Rolling bearings are the vital components of large electromechanical equipment, thus it is of great significance to develop intelligent fault diagnoses for them to improve equipment operation reliability. In this paper, a fault diagnosis method based on refined composite multiscale reverse dispersion entropy (RCMRDE) and random forest is developed. Firstly, rolling bearing vibration signals are adaptively decomposed by variational mode decomposition (VMD), and then the RCMRDE values of 25 scales are calculated for original signal and each decomposed component as the initial feature set. Secondly, based on the joint mutual information maximization (JMIM) algorithm, the top 15 sensitive features are selected as a new feature set and feed into random forest model to identify bearing health status. Finally, to verify the effectiveness and superiority of the presented method, actual data acquisition and analysis are performed on the bearing fault diagnosis experimental platform.
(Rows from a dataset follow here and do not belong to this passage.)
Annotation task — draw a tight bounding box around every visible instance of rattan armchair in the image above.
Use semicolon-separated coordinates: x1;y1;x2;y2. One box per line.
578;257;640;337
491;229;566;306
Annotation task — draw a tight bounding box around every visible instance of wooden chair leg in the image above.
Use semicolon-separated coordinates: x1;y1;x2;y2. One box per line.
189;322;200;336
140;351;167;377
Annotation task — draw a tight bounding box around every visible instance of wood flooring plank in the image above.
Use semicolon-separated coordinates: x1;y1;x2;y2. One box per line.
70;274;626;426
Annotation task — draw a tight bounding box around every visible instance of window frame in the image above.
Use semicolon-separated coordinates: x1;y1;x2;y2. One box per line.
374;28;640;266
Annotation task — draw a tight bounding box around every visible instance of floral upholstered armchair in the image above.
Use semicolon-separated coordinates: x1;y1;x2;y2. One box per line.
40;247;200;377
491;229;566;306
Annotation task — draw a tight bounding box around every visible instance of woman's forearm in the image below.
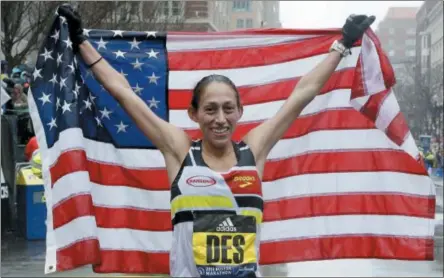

These results indicate that the presented method can precisely diagnose bearing fault types and damage degree, and the average identification accuracy rate is 97.33%. Compared with the refine composite multiscale dispersion entropy (RCMDE) and multiscale dispersion entropy (MDE), the fault diagnosis accuracy is improved by 2.67% and 8.67%, respectively. Furthermore, compared with the RCMRDE method without VMD decomposition, the fault diagnosis accuracy is improved by 3.67%. Research results prove that a better feature extraction technique is proposed, which can effectively overcome the deficiency of existing entropy and significantly enhance the ability of fault identification.